La espera y el alumbramiento para la madre fueron normales. La felicidad de Lawrence fue inmensa cuando la matrona que atendió a Mary durante el parto llevado a cabo en la habitación que a ellos les servía de dormitorio, le dijo que se trataba de un niño. Esa noche el hombre se dirigió lleno de gozo a una de las cervecerías, la preferida de él, y bebió con sus amigos hasta embriagarse, lo que dificultó sobremanera el despertar del día siguiente para concurrir con puntualidad al trabajo. Sabía que una ausencia a las labores le podría traer consecuencias serias, las que serían más gravosas ahora que tendría una nueva boca que alimentar. Pero para él levantarse con la “cabeza pesada” no era inusual.
Con el tiempo supieron que el parto, si bien pareció normal y el niño había sido robusto y saludable, produjo en Mary lesiones interiores serias derivadas del mal manejo de la matrona, lo que la dejó en la imposibilidad de volver a quedar embarazada. Ella se dio fácilmente a la idea de solo dos hijos, y daba gracias a Dios que tendría una niña que la acompañaría por muchos años y un varón que desde el mismo momento en que supo de su existencia ocupó en su corazón un lugar de absoluto privilegio. La madre intuyó desde el primer instante que la relación con ese niño sería muy cercana y que se transformaría para ella en la mayor dedicación y felicidad de su vida. Claro que esos sentimientos no los compartió con nadie y los mantuvo dentro de lo más profundo de su ser, acariciándolos e incrementándolos. Quien menos debía saber de ello era su marido, pues de seguro le enrostraría que estaba criando a un hombre que carecería de la osadía y la valentía que requería un minero. Tampoco era la intención de Mary crear celos en Elsie, su hija, a la cual cuidaba con todo el esmero que una madre puede proporcionar y a la que enseñó desde muy pequeña los valores necesarios para enfrentar su propia existencia y, sobre todo, la que tendría como adulta cuando decidiera formar su propia familia, lo mismo que ciertas habilidades manuales que a su vez ella había heredado de quien la había traído al mundo. La madre tenía una secreta esperanza sobre el futuro de su primogénita y poco a poco orientó su vida en la dirección deseada.

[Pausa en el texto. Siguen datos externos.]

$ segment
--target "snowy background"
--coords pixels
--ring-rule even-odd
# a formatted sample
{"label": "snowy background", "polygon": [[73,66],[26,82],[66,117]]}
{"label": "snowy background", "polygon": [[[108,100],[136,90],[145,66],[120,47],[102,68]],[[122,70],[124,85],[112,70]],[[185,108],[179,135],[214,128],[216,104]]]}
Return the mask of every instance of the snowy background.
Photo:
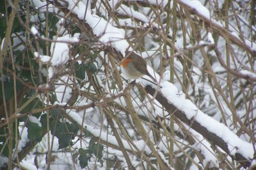
{"label": "snowy background", "polygon": [[[15,70],[2,68],[1,100],[13,104],[12,109],[1,106],[1,134],[19,133],[0,139],[0,165],[14,160],[17,169],[255,166],[253,1],[8,4],[17,9],[22,29],[13,22],[10,46],[8,27],[0,26],[1,55],[8,54],[1,66]],[[136,83],[127,79],[120,66],[127,50],[147,61],[157,82],[146,75]],[[20,100],[18,88],[17,95],[4,93],[12,79],[23,86]]]}

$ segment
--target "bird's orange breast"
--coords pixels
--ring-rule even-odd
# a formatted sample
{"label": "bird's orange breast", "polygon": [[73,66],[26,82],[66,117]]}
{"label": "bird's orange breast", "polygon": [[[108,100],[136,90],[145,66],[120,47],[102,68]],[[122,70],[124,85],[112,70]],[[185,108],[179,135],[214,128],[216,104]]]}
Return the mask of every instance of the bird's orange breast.
{"label": "bird's orange breast", "polygon": [[122,66],[123,68],[125,68],[127,66],[129,63],[132,61],[133,60],[131,58],[126,58],[121,62],[120,65]]}

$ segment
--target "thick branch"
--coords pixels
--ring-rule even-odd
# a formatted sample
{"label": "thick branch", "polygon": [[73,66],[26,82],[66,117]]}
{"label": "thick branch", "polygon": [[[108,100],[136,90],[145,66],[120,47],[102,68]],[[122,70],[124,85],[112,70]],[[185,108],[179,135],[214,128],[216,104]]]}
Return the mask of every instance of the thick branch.
{"label": "thick branch", "polygon": [[[152,88],[150,86],[147,86],[145,89],[147,93],[151,95],[154,95],[156,89]],[[228,144],[221,139],[221,137],[213,134],[204,127],[202,127],[198,122],[194,120],[189,120],[184,114],[184,112],[180,111],[178,108],[174,105],[170,104],[168,100],[164,97],[160,93],[157,93],[156,96],[156,100],[157,100],[160,104],[161,104],[166,109],[168,112],[172,115],[174,115],[182,122],[185,123],[193,130],[202,135],[207,140],[211,141],[212,143],[221,148],[225,152],[230,155],[233,159],[239,162],[244,167],[247,167],[251,165],[250,161],[244,158],[240,153],[236,153],[235,155],[232,155],[230,153],[230,151],[228,148]]]}

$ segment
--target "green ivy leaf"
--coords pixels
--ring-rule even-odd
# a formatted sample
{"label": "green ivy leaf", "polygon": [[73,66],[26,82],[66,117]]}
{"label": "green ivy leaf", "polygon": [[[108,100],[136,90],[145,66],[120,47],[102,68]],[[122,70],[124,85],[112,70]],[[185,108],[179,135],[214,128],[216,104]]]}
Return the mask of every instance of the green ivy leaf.
{"label": "green ivy leaf", "polygon": [[[20,103],[20,107],[22,105],[24,105],[26,102],[27,100],[28,100],[28,98],[24,98],[22,100],[22,102]],[[20,111],[20,113],[22,113],[22,114],[29,113],[33,109],[43,109],[43,108],[44,108],[44,103],[42,102],[39,98],[35,98],[28,105],[27,105],[22,111]],[[38,118],[40,117],[40,116],[41,115],[41,113],[42,113],[42,111],[38,112],[33,114],[33,116]]]}
{"label": "green ivy leaf", "polygon": [[27,127],[28,138],[31,141],[41,141],[42,138],[42,134],[43,132],[43,128],[39,127],[38,124],[32,123],[30,121],[28,121]]}
{"label": "green ivy leaf", "polygon": [[103,145],[100,143],[94,143],[89,146],[89,150],[92,153],[94,154],[97,158],[101,159],[103,157]]}
{"label": "green ivy leaf", "polygon": [[[13,127],[15,127],[15,123],[13,123]],[[16,145],[16,141],[14,139],[15,139],[15,129],[12,130],[13,133],[13,139],[12,141],[12,150],[14,149]],[[19,131],[17,131],[19,132]],[[0,128],[0,151],[1,152],[1,155],[8,157],[9,156],[9,144],[8,144],[8,140],[10,139],[9,134],[9,128],[8,126],[3,127]],[[12,154],[11,153],[11,154]]]}
{"label": "green ivy leaf", "polygon": [[[51,125],[51,120],[50,119],[50,125]],[[40,120],[41,125],[42,125],[42,128],[43,129],[46,129],[47,127],[47,114],[44,114],[42,115],[41,115],[41,118],[40,118]]]}
{"label": "green ivy leaf", "polygon": [[90,158],[81,155],[78,158],[78,160],[79,160],[81,168],[83,169],[88,166]]}
{"label": "green ivy leaf", "polygon": [[[57,124],[51,125],[51,134],[59,139],[58,150],[65,148],[70,144],[72,145],[72,139],[74,135],[77,134],[78,126],[76,123],[70,124],[69,123],[58,122]],[[76,127],[77,126],[77,127]]]}
{"label": "green ivy leaf", "polygon": [[[13,80],[8,81],[7,78],[4,80],[3,85],[4,89],[4,98],[5,100],[10,100],[14,96],[14,82]],[[2,90],[2,82],[0,81],[0,98],[3,98],[3,93]],[[19,81],[16,81],[16,90],[19,91],[23,88],[22,84]]]}
{"label": "green ivy leaf", "polygon": [[85,71],[88,68],[88,65],[82,63],[81,65],[78,64],[78,63],[76,63],[75,64],[75,72],[76,79],[78,82],[80,82],[81,81],[84,79],[85,78]]}
{"label": "green ivy leaf", "polygon": [[98,70],[98,68],[97,68],[95,65],[92,61],[89,62],[88,66],[89,66],[90,71],[92,73],[94,73]]}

El niño fue bautizado en una muy simple ceremonia en la iglesia de la localidad y a insinuación del pastor Charlie recibió el nombre de Daniel, pues el presbítero narró que el profeta de ese nombre había sido uno de los más trascedentes en el Antiguo Testamento y que se caracterizó, según la Biblia, por su fortaleza. Ello hizo nacer en el alma de Lawrence la idea de que su retoño sería un hombre destacado y fuerte, como ese profeta, lo que le permitía esperar que tuviera un futuro expectante dentro de la mina cuando fuera adulto. El religioso, a su vez, contaba con la simpatía y la confianza del pueblo entero y quizás una de sus más entusiastas admiradoras era Mary. El pastor Charlie, que pertenecía a la iglesia metodista, era un hombre de mente abierta que trataba de orientar a su grey dentro de la realidad social y económica que se presentaba en la mina. Sus pensamientos, los que expresaba cuidadosamente ya que resultaban avanzados para su tiempo, y su capacidad especial de comprensión hacia su gente, le daban una oportunidad única para penetrar en los hogares del poblado, lo que hacía que su opinión fuera un referente obligado al instante de adoptar una resolución familiar de trascendencia. Tenía su oficina en la sacristía misma y existía una puerta lateral que permitía la entrada a aquella sin necesidad de ingresar al templo, lo que proporcionaba la alternativa a los mineros o sus familias que no profesaban la religión de conversar con el presbítero independientemente de su credo. Por ser pastor tenía una vivienda más confortable, que incluso poseía un pequeño piano, pese a tener oficialmente la calidad de un obrero común de la empresa.